Tuesday, August 24, 2010

Husky Aggression - How You Can Deal With It

If you wish to learn how you can deal with a Husky aggression problem or just would like to prevent it, then the tips in this article are going to be of interest. The reason for aggression, preventing aggression and how to reduce it will be discussed. After reading this article, you should be able to prevent and handle Husky aggression.

Dogs will exhibit aggression for one reason in most cases. If a dog is unsure of his place within the pack, he may exhibit aggressive behavior as an attempt to become dominant. A dog is by far happier when he is aware of his place in the pack than if he did not. In order to show your Husky his place within the hierarchy, you have to show him that you are alpha. Before you attempt to stop aggression, you need to establish yourself as the leader of the household first.

Husky aggression can be prevented if your Husky is trained as a puppy. It's agreed upon by professional trainers that the most vital time for training your dog is before the age of six months. You will most definitely want to train your puppy that nipping or biting is unacceptable. If your Husky is taught what kind of behavior is unacceptable as a puppy, he will be much less likely to be aggressive as he gets older. A critical part of puppy training for your Husky is early behavior modification.

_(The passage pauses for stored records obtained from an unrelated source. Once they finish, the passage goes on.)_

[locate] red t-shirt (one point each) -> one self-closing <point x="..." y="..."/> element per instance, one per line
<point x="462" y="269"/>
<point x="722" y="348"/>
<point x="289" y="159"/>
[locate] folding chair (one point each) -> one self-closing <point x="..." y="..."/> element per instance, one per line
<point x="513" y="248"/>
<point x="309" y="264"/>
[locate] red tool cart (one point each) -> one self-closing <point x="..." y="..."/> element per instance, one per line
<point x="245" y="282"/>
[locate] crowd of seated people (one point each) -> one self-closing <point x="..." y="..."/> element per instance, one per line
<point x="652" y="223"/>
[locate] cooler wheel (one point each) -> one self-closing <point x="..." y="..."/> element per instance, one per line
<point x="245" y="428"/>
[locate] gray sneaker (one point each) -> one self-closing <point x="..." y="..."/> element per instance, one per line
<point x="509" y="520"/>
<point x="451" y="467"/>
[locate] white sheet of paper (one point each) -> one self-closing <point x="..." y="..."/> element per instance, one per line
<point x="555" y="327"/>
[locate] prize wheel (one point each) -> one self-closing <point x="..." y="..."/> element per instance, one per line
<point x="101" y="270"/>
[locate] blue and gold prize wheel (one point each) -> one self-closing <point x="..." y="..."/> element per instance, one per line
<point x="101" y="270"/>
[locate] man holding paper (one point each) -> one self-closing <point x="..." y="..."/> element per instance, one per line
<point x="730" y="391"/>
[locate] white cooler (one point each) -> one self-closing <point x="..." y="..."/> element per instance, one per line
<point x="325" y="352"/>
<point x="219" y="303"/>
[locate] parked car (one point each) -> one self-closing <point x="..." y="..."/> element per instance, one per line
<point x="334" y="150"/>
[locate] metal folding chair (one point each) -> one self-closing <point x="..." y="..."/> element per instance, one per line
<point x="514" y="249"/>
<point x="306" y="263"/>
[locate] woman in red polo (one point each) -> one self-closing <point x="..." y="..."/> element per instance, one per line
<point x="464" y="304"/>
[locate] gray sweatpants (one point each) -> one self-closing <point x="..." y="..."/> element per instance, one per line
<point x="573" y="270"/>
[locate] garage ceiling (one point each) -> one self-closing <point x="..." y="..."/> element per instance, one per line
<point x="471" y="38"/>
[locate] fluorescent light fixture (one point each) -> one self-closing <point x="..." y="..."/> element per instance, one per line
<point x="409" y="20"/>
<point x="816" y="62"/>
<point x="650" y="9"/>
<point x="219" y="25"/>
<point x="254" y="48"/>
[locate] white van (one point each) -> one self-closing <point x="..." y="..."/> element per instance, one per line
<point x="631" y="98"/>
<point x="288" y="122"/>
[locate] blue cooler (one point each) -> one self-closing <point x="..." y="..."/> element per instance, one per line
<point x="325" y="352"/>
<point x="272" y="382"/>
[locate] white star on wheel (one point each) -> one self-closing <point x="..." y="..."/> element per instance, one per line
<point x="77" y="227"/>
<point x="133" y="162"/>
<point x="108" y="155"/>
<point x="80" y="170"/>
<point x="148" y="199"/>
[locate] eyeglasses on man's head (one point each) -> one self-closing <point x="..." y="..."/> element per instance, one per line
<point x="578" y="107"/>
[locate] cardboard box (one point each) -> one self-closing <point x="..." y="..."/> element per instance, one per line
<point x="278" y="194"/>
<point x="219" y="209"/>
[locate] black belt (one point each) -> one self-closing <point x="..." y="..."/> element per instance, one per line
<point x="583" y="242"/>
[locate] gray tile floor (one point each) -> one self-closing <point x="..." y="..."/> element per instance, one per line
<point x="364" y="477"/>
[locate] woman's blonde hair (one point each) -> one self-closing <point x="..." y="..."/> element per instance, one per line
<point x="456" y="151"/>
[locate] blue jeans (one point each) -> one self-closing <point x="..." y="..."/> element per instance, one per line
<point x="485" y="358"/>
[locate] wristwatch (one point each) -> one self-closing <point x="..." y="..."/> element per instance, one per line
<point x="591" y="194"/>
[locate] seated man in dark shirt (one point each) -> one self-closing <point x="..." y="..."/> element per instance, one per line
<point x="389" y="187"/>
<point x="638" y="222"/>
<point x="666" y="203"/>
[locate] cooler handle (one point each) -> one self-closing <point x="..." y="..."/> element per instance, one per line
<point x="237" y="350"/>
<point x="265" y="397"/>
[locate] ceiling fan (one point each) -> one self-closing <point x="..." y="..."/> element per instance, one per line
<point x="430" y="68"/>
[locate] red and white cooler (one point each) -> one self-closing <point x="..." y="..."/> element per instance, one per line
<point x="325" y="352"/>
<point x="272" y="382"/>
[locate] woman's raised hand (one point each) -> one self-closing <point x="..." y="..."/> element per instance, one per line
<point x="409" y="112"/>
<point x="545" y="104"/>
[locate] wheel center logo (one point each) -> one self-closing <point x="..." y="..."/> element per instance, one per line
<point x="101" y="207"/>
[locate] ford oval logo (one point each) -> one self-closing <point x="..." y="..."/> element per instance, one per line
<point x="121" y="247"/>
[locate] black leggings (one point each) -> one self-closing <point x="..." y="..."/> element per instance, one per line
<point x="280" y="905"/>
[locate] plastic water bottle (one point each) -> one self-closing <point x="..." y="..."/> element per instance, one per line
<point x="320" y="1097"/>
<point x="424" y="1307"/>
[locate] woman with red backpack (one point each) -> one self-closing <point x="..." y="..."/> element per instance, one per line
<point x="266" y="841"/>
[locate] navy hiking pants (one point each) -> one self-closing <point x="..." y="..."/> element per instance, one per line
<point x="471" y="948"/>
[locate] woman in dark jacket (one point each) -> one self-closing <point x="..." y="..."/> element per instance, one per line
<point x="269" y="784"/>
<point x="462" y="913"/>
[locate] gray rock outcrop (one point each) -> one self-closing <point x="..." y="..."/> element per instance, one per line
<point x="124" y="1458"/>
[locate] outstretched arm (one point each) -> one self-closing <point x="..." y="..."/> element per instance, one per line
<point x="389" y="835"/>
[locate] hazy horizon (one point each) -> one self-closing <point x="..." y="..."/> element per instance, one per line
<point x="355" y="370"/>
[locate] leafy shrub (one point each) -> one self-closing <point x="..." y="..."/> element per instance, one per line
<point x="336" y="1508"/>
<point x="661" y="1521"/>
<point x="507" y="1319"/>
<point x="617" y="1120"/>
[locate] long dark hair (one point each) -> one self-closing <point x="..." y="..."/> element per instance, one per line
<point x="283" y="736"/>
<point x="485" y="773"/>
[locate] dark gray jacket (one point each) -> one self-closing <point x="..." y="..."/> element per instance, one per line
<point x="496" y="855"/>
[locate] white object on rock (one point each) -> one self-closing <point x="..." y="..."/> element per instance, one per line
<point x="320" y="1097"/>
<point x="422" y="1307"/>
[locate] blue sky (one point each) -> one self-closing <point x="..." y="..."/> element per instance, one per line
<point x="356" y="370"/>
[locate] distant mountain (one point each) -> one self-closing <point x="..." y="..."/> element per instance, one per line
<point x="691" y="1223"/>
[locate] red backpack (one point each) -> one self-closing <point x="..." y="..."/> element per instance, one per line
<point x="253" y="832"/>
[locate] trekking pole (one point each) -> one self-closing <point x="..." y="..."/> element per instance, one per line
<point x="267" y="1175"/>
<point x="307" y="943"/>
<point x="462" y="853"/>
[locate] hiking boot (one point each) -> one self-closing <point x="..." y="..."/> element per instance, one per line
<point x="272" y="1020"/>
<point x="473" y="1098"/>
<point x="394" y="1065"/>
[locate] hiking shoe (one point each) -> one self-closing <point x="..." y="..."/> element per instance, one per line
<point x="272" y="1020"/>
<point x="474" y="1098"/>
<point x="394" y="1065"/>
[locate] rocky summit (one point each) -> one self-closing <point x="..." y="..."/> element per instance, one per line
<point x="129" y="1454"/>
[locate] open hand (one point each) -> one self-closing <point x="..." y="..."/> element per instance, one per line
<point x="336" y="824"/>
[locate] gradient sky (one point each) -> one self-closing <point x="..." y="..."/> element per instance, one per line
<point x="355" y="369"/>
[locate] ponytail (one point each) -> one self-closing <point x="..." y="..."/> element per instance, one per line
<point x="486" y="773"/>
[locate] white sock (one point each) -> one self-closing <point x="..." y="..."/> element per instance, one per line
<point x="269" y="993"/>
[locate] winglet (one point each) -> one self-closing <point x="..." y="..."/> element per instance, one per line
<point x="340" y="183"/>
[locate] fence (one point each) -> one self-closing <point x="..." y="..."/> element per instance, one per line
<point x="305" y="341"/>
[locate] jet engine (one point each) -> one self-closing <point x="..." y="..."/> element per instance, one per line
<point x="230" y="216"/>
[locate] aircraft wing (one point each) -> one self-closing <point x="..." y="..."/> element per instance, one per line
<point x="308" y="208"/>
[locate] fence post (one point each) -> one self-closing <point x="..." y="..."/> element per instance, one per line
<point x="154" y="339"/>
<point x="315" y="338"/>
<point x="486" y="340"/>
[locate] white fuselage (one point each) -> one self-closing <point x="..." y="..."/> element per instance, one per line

There are a few steps you can take to reduce aggression in an already aggressive Husky. First you have to identify the trigger of the aggression (what's making him aggressive), plus how far away he can be from it before he starts to get aggressive. Remain outside of this boundary and praise or reward him for remaining calm. What you want to work on is slowly moving closer to the trigger and praising him if he remains calm. Positive reinforcement is an effective way to reduce aggression in Huskies.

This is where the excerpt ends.